Spark数据源
在Spark SQL中,可以使用各种各样的数据源来操作
注意:使用load 或 save时,默认是Parquet文件。列式存储文件。
举例:
读取 users.parquet 文件
val userDF = spark.read.load("/usr/local/tmp_files/users.parquet")
userDF.printSchema
userDF.show
val userDF = spark.read.load("/usr/local/tmp_files/emp.json")
保存parquet文件
userDF.select($"name",$"favorite_color").write.save("/usr/local/tmp_files/parquet")
读取刚刚写入的文件:
val userDF1 = spark.read.load("/usr/local/tmp_files/parquet/part-00000-1ab4e661-32c6-441a-b320-79d")---> 不推荐
生产:
val userDF2 = spark.read.load("/usr/local/tmp_files/parquet")
直接读完了parquet下的所有文件
读json文件 必须format
两种方式
val userDF = spark.read.format("json").load("/usr/local/tmp_files/emp.json")

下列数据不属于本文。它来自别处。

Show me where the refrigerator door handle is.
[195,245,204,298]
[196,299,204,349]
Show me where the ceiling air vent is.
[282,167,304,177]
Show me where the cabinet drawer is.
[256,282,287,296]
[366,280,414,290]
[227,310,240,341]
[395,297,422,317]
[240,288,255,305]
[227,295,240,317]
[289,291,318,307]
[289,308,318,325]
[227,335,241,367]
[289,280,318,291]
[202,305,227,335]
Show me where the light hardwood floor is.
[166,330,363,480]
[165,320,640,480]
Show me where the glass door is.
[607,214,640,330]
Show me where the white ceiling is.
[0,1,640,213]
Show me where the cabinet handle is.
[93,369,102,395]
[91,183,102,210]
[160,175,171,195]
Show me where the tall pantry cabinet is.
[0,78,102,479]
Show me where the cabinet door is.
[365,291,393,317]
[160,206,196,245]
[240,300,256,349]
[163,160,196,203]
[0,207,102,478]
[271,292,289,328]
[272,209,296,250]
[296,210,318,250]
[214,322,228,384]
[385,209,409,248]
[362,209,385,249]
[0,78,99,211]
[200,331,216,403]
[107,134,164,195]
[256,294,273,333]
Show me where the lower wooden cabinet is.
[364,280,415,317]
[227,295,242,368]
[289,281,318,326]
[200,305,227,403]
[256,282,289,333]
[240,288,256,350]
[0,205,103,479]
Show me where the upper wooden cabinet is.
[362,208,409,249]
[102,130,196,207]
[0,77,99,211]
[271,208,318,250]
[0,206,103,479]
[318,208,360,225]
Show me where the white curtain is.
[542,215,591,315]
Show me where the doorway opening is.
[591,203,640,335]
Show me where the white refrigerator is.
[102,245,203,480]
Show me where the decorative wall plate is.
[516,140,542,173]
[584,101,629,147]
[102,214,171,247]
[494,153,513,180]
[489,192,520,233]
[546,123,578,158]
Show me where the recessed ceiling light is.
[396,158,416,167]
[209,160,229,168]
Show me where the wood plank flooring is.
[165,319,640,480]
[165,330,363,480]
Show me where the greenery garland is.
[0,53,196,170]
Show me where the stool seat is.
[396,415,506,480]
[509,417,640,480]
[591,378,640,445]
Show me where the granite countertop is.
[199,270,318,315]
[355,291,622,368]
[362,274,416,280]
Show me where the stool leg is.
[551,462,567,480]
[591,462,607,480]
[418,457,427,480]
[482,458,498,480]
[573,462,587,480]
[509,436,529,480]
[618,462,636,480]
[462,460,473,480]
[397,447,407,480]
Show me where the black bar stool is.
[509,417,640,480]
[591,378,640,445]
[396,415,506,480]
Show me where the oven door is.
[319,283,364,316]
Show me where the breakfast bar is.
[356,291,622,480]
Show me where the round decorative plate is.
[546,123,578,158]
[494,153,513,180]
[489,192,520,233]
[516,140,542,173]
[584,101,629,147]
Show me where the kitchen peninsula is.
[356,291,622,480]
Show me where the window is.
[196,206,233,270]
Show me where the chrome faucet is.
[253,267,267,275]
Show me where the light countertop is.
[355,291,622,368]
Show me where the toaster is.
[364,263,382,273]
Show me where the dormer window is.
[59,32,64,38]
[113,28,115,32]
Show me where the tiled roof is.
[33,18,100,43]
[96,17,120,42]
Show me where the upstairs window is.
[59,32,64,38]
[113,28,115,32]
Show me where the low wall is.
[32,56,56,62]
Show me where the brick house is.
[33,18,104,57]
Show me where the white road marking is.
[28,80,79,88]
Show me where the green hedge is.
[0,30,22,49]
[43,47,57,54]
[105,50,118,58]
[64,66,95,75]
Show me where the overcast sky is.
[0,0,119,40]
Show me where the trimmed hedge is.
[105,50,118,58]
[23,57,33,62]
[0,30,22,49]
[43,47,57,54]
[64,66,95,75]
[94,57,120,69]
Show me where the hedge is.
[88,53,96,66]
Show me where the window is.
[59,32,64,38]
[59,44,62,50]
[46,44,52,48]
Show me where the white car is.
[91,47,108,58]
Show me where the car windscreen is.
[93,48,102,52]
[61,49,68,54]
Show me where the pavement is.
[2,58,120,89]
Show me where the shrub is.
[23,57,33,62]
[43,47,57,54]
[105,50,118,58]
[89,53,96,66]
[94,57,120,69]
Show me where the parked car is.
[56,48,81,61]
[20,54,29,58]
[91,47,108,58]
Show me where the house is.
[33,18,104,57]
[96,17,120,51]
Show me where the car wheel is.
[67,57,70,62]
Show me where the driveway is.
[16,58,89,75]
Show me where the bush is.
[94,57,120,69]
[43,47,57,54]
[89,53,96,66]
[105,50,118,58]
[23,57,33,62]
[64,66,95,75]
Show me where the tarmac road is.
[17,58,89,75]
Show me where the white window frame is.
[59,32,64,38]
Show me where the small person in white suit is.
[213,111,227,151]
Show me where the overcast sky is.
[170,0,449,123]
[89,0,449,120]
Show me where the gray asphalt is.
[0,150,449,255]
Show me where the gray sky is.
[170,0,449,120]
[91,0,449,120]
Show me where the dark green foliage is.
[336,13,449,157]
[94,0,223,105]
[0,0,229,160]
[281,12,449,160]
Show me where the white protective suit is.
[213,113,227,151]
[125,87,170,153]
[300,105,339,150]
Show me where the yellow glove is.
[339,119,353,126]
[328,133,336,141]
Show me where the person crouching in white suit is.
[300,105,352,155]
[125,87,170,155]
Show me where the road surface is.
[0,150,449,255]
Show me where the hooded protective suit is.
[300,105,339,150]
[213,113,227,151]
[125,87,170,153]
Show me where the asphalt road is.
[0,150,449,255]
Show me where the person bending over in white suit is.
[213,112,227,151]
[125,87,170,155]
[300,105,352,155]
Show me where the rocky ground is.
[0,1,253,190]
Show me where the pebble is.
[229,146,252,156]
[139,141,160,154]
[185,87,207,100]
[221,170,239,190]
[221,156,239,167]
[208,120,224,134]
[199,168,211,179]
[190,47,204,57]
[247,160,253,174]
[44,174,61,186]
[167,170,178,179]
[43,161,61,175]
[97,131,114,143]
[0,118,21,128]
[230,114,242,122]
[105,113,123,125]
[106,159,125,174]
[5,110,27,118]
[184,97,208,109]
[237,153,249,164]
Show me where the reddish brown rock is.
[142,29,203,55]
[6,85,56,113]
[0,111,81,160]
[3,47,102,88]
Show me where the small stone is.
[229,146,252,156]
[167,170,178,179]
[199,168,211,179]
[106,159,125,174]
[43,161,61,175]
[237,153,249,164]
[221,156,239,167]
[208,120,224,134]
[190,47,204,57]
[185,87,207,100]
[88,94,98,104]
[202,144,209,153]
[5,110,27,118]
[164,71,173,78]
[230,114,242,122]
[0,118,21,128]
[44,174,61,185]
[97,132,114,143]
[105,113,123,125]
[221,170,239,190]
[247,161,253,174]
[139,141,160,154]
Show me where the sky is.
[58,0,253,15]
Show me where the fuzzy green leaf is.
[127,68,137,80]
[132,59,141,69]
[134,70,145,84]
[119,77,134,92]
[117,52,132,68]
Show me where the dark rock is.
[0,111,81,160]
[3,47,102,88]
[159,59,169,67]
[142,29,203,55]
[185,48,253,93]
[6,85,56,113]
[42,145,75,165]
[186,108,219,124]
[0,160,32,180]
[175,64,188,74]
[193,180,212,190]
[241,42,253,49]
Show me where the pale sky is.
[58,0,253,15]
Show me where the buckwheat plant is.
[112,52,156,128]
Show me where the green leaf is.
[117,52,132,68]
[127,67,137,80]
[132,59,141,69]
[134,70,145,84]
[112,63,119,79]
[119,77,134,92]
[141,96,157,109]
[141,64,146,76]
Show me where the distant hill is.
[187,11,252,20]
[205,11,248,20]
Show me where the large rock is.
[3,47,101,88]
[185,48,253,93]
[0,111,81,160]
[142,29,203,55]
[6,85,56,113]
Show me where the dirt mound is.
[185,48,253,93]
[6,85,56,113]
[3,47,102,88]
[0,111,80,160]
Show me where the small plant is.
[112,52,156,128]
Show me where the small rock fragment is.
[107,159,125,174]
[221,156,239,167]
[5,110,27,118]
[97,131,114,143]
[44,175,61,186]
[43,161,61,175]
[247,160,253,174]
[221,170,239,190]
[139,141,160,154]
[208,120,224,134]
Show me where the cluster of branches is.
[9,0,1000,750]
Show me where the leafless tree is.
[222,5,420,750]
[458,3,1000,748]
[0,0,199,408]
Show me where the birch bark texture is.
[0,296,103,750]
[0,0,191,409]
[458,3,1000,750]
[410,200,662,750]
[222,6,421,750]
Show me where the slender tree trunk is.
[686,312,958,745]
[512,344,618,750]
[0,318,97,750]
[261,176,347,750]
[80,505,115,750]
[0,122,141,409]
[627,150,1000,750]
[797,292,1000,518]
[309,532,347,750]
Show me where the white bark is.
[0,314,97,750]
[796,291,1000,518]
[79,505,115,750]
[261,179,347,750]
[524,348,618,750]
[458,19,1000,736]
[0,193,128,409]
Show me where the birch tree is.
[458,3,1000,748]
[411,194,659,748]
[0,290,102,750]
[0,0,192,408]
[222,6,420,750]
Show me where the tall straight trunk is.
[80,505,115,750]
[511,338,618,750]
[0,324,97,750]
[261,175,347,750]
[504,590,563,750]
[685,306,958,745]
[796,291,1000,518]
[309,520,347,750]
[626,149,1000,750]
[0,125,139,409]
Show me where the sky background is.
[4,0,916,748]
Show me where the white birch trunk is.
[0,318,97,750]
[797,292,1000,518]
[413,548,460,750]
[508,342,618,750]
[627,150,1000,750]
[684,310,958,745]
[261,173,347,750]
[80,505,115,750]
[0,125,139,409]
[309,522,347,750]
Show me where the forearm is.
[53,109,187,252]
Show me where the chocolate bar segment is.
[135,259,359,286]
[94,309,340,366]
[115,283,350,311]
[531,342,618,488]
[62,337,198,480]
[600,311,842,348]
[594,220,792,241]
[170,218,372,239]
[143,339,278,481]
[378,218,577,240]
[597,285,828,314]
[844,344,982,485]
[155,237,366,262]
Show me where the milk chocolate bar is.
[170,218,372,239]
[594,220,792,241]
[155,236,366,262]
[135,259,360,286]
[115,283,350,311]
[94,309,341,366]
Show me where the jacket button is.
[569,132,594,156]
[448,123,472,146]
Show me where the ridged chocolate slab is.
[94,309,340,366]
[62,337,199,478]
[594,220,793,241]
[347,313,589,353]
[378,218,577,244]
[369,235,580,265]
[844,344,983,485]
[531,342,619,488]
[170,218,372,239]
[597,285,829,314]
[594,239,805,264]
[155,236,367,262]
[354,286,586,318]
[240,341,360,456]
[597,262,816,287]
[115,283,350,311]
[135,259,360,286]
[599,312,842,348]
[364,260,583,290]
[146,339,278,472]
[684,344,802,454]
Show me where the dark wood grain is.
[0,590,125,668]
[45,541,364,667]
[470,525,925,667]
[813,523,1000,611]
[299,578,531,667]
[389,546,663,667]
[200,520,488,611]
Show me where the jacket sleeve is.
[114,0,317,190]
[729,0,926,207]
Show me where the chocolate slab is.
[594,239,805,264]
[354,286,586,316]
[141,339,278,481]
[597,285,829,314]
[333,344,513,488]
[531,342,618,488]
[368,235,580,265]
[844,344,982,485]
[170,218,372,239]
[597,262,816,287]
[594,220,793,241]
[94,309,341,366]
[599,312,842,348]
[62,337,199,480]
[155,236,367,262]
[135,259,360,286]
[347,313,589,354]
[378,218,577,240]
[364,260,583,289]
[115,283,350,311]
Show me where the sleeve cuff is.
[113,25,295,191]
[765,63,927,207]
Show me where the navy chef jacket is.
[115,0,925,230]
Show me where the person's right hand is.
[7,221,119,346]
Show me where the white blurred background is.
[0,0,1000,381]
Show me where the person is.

val userDF3 = spark.read.json("/usr/local/tmp_files/emp.json")
关于save函数:
调用save函数的时候,可以指定存储模式,追加、覆盖等等
userDF2.write.save("/usr/local/tmp_files/parquet")
如果此时再次
userDF2.write.save("/usr/local/tmp_files/parquet")
报错
org.apache.spark.sql.AnalysisException: path file:/usr/local/tmp_files/parquet already exists.;
save的时候覆盖
userDF2.write.mode("overwrite").save("/usr/local/tmp_files/parquet")
将结果保存成表
userDF2.select($"name").write.saveAsTable("table1")
scala> userDF.select($"name").write.saveAsTable("table2")
scala> spark.sql("select * from table2").show
+------+
| name|
+------+
|Alyssa|
| Ben|
+------+
支持Schema的合并
项目开始 表结构简单 schema简单
项目越来越大 schema越来越复杂
举例:
通过RDD来创建DataFrame
val df1 = sc.makeRDD(1 to 5).map( i => (i,i*2)).toDF("single","double")
"single","double" 是表结构
df1.show
df1.write.mode("overwrite").save("/usr/local/tmp_files/test_table/key=1")
val df2 = sc.makeRDD(6 to 10).map( i => (i,i*3)).toDF("single","triple")
df2.show
df2.write.mode("overwrite").save("/usr/local/tmp_files/test_table/key=2")
合并两个部分
val df3 = spark.read.parquet("/usr/local/tmp_files/test_table")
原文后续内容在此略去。